本記事では、ネットワークポリシーの変更を保護対象として、MPA のポリシー作成から承認フローの一連の流れ、拒否・キャンセルなどの異常系、Account Usage ビューでの監査までを検証します。
Multi-party Approval の概要
MPA は、指定した重要操作(保護対象操作)を単一の管理者だけでは実行できないようにする機能です。保護対象操作を実行しようとすると、いったんブロックされ、承認リクエストが発行されます。別の承認者がレビューし、承認して初めて、元の操作を実行できるようになります。
ランサムウェア攻撃などで管理者アカウントが侵害された場合でも、MFA の無効化や Tri-Secret Secure の鍵無効化といった致命的な操作を攻撃者が単独で実行できなくなる、というのが主なモチベーションです。
保護対象操作
保護できる操作は以下の 3 グループに分かれています。ポリシーのルールごとに、どの操作を保護するかを選択します。
| グループ | 操作 | 内容 |
|---|---|---|
| 管理操作 | MODIFY_MULTI_PARTY_APPROVAL | MPA ポリシー・ルール・アカウントへの適用/解除の変更(全ポリシーで必須)。SAML2 セキュリティ統合の作成・変更・削除も対象 |
| 管理操作 | DISABLE_MULTI_FACTOR_AUTHENTICATION | MFA の無効化およびユーザーパスワードのリセット |
| 管理操作 | MODIFY_TRI_SECRET_SECURE | Tri-Secret Secure 鍵の有効化/無効化 |
| 管理操作 | MODIFY_PRIVILEGED_ROLE_GRANTS | 管理者ロールの付与/剥奪 |
| 管理操作 | MODIFY_CORTEX_GUARDRAILS | Cortex AI ガードレールの変更 |
| 管理操作 | MODIFY_DATA_RETENTION_TIME | Time Travel 保持期間の変更 |
| ポリシー操作 | MODIFY_NETWORK_POLICY | アクティブなネットワークポリシー・ネットワークルールの変更、アカウント/ユーザーへの割り当ての変更 |
| ポリシー操作 | MODIFY_SESSION_POLICY | セッションポリシーの設定・割り当ての変更 |
| ポリシー操作 | MODIFY_AUTHENTICATION_POLICY | 認証ポリシーの設定・割り当ての変更 |
| ポリシー操作 | MODIFY_PASSWORD_POLICY | パスワードポリシーの設定・割り当ての変更 |
| セキュリティ統合操作 | MODIFY_OAUTH_INTEGRATION | OAuth 統合の変更 |
| セキュリティ統合操作 | MODIFY_EXTERNAL_OAUTH_INTEGRATION | External OAuth 統合の変更 |
| セキュリティ統合操作 | MODIFY_SCIM_INTEGRATION | SCIM 統合の変更 |
MODIFY_MULTI_PARTY_APPROVAL が SAML2 セキュリティ統合まで保護するのは、SSO の設定を変更されると「誰が承認者として認証できるか」自体を攻撃者が操作できてしまうためです。

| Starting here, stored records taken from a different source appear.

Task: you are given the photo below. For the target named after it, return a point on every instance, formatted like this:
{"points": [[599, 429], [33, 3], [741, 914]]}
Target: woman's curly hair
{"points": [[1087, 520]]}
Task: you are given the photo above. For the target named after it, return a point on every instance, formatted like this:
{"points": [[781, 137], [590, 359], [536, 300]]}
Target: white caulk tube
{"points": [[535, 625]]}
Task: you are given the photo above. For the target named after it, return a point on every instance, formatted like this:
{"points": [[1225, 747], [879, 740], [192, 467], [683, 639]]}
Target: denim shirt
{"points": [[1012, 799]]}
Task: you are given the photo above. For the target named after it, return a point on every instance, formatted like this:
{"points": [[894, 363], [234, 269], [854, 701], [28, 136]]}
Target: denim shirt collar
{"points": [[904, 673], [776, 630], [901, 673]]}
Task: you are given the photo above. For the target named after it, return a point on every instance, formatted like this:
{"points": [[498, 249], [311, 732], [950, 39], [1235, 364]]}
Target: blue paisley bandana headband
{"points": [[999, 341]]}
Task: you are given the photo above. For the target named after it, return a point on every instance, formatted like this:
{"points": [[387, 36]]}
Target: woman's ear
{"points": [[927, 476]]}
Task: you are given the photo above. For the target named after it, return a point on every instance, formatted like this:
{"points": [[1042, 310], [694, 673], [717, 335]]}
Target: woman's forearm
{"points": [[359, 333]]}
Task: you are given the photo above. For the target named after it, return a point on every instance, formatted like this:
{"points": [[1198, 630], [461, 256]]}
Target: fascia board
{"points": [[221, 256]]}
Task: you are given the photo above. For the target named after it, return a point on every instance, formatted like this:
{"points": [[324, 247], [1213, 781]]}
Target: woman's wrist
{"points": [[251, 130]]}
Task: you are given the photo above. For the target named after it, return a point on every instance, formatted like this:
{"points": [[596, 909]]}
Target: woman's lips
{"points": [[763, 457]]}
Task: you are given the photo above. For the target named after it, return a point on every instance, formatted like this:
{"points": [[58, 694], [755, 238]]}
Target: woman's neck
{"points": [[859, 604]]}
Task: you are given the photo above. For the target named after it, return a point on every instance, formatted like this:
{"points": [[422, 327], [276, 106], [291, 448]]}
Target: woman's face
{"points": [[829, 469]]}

注意: MODIFY_TRI_SECRET_SECURE の保護には Business Critical Edition 以上が必要です。MPA 機能自体のエディション要件は、2026年8月時点のドキュメントには明記されていません。
承認フロー
保護対象操作を実行しようとすると、次の 4 ステップのフローになります。
- リクエスターが保護対象操作の SQL を実行すると、
MPA_APPROVAL_REQUIREDエラーでブロックされ、request_idが返却される - リクエスターが
SYSTEM$UPDATE_MULTI_PARTY_APPROVAL_JUSTIFICATION()で業務上の理由(justification)を送信すると、リクエストが PENDING になり承認者に通知される - 承認者が Snowsight でリクエストをレビューし、承認または拒否を投票する。必要承認数に達すると APPROVED になる
- リクエスターが、ブロックされたときと完全に同一の SQL 文を再実行すると、承認済みリクエストとマッチして実行される(承認後3日以内)
リクエストの状態は PENDING / APPROVED / EXECUTED / REJECTED / CANCELLED / EXPIRED で遷移します。承認者が1名でも拒否すると、その時点で REJECTED となります。
EXPIRED になるパターンは 2 つある点に注意が必要です。
- PENDING のまま有効期限(request_duration_days)内に必要承認数に達しなかった場合
- APPROVED になったが、3日間のリプレイ期限内に再実行しなかった場合
「承認済みならいつでも再実行できる」わけではありません。
ポリシーの構成要素
MPA ポリシーは YAML 形式の定義を持つスキーマレベルのオブジェクトで、複数のルールを含められます。ルールごとの設定項目は以下のとおりです。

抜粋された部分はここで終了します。